Tuesday, July 19, 2011

Remaining Relevant

Yesterday I republished one of the articles on my website, a how-to guide on dealing with memory problems. A few weeks ago I'd been working on a memory leak in a large app, and decided that the section on heap histograms should be expanded. Once I started editing, however, the changes just kept coming. I found some places that were unclear, some that were too 32-bit-centric, and some things that were just plain wrong. I think the only section that remained unchanged was the one on permgen. The structure of the rest of the article remained the same, but almost all of the text is different, and the article doubled in size.

There are a couple of ways that I could look at this. The first, more positive way, is that I've learned a lot about debugging memory errors in the two years since I first published the article. Except … I really haven't. And the tools haven't changed that much in the interim either (although 64-bit machines are becoming ubiquitous). And after twenty-five or so years of writing professionally, I'm not convinced that I've suddenly become better at explaining technical topics.

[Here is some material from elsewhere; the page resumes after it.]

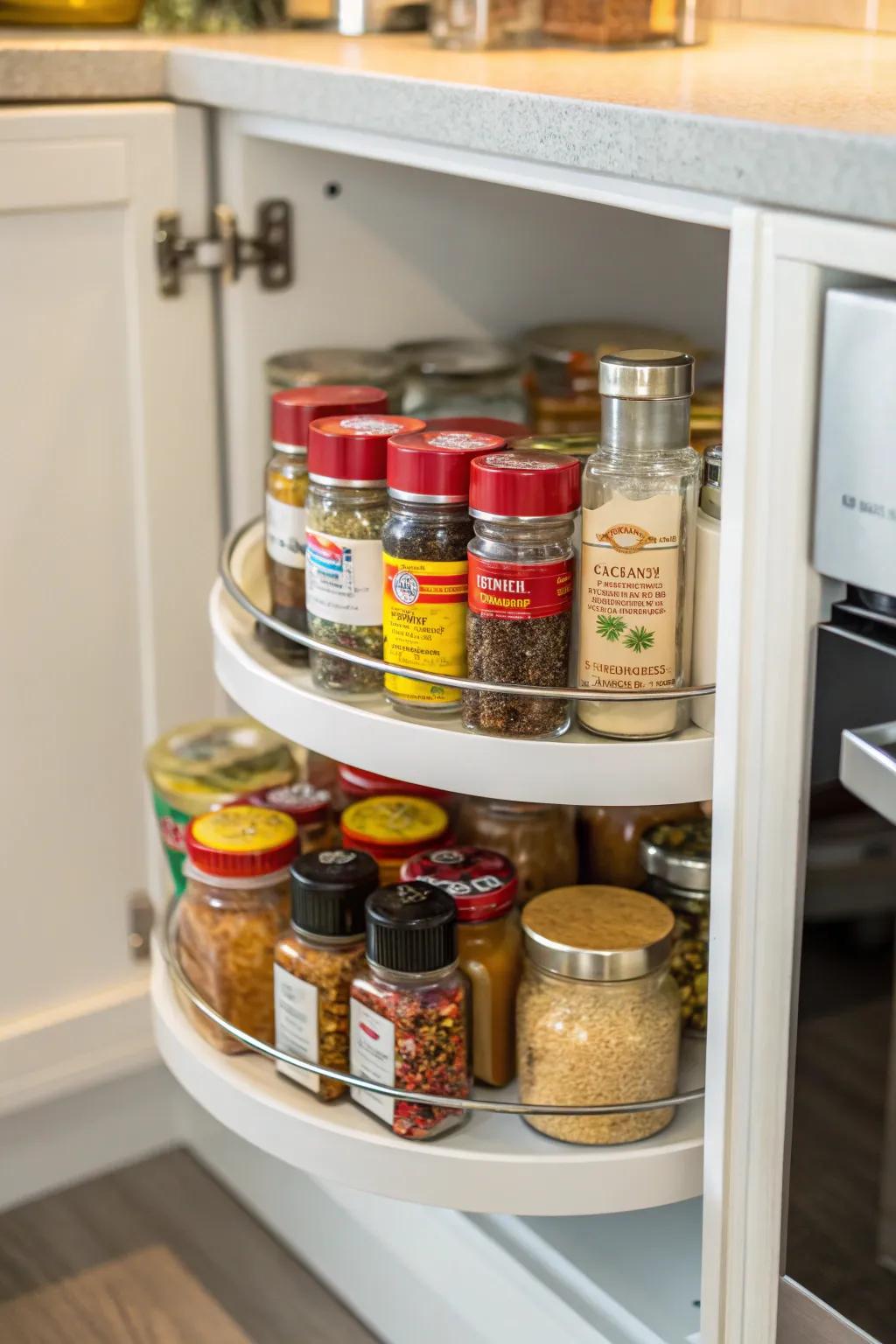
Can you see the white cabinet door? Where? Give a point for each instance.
(109, 526)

I think that the answer is that there's always more depth, more niches to explore. But most of them are pointless. I could spend pages on “bugs that I have known,” and the only result would be that the 241 people that Google Analytics says read this blog regularly would stop. So plumbing the depths isn't the right approach.

And yet … the articles on my website are supposed to be compendiums of everything that I know on a topic. Seeing how much that one article changed has me worried that I should go through all the others and at least review them. After all, even Knuth had second editions. And I know there are some things that I'd like to change.

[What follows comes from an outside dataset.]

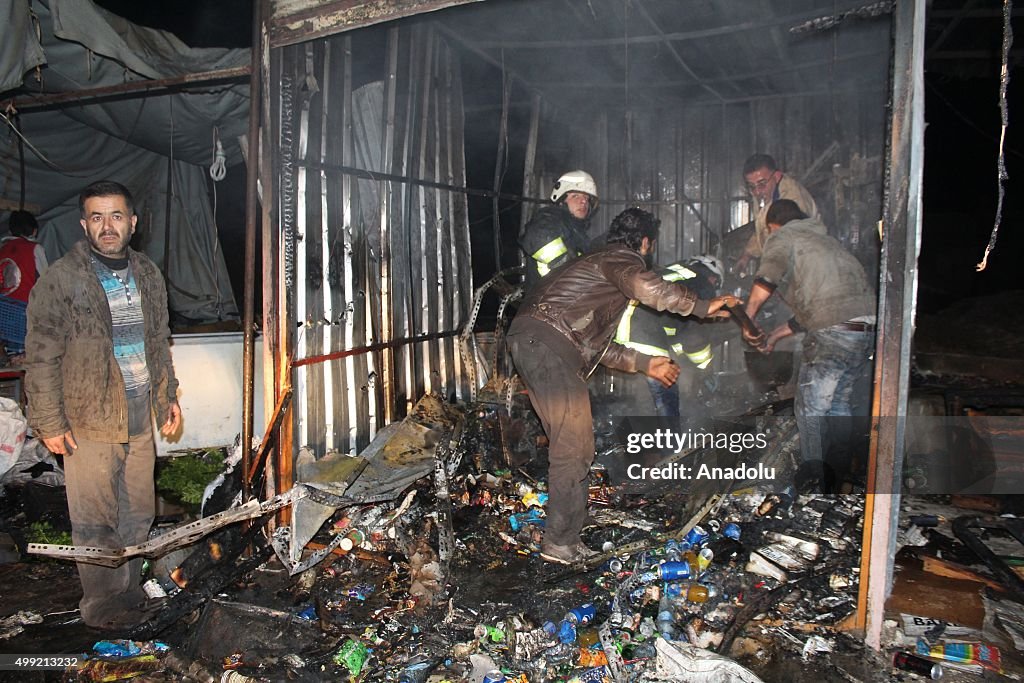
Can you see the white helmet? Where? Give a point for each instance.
(713, 264)
(576, 181)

But against that is the philosophy of “good enough,” also known as “ship it!” I could spend hours wordsmithing, trying to get each sentence just right. But I don't think that time would make the underlying message any different. Once you've reached the point of proper grammar and logical sentence structure, you've reached a point of diminishing returns. Taking the next step may be valid if you're looking for a Pulitzer, but they don't give out Pulitzers for technical writing.

Plus, there's a whole backlog of new things to write about.

2 comments:

Ashwin Jayaprakash said...

I read your bytebuffer article. It's nicely written.

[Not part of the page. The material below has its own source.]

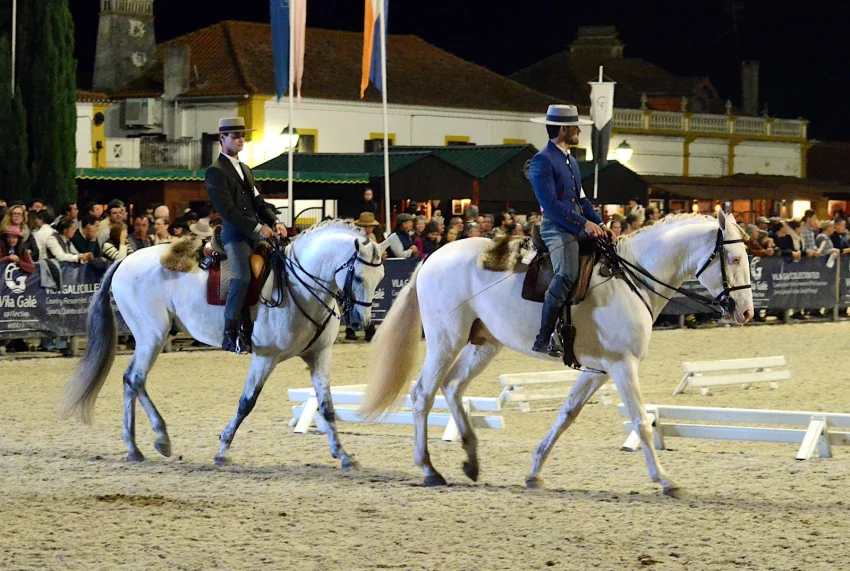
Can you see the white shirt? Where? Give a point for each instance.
(238, 167)
(41, 235)
(57, 252)
(235, 161)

I think you should mention that creating too many bytebuffers will create a leak because you cannot forcibly clear them.

But there is a way to force-discard the buffers - http://javaforu.blogspot.com/2011/04/dsls-oodbs-system-internals-and-some.html

Regards,
Ashwin.

kdgregory said...

I'm glad you liked the article.

Regarding out-of-memory due to creating too many bytebuffers, I don't think this is actually a problem -- at least not with a current JVM.

I've verified that on both 1.5 and 1.6 Sun JVMs, a full GC can be triggered when allocating direct buffers, regardless of how much space is in the heap. If you look in the file Bits.java (available from the OpenJDK source if not src.jar), you'll see that it keeps track of the "reserved" space for direct buffers, and triggers a GC if an allocation tries to exceed this. And the bug report that you referenced shows this happening: with the 1.5 run there's a full GC triggered when the heap only has 150k.

That still leaves open an out-of-memory error if the virtual memory space becomes fragmented, due to allocation/deallocation of varying sizes of direct buffers. But that's unavoidable, in both Java and C, unless you adopt a "bucketed" memory allocation strategy. And with 64-bit virtual address spaces, it shouldn't be an issue anymore.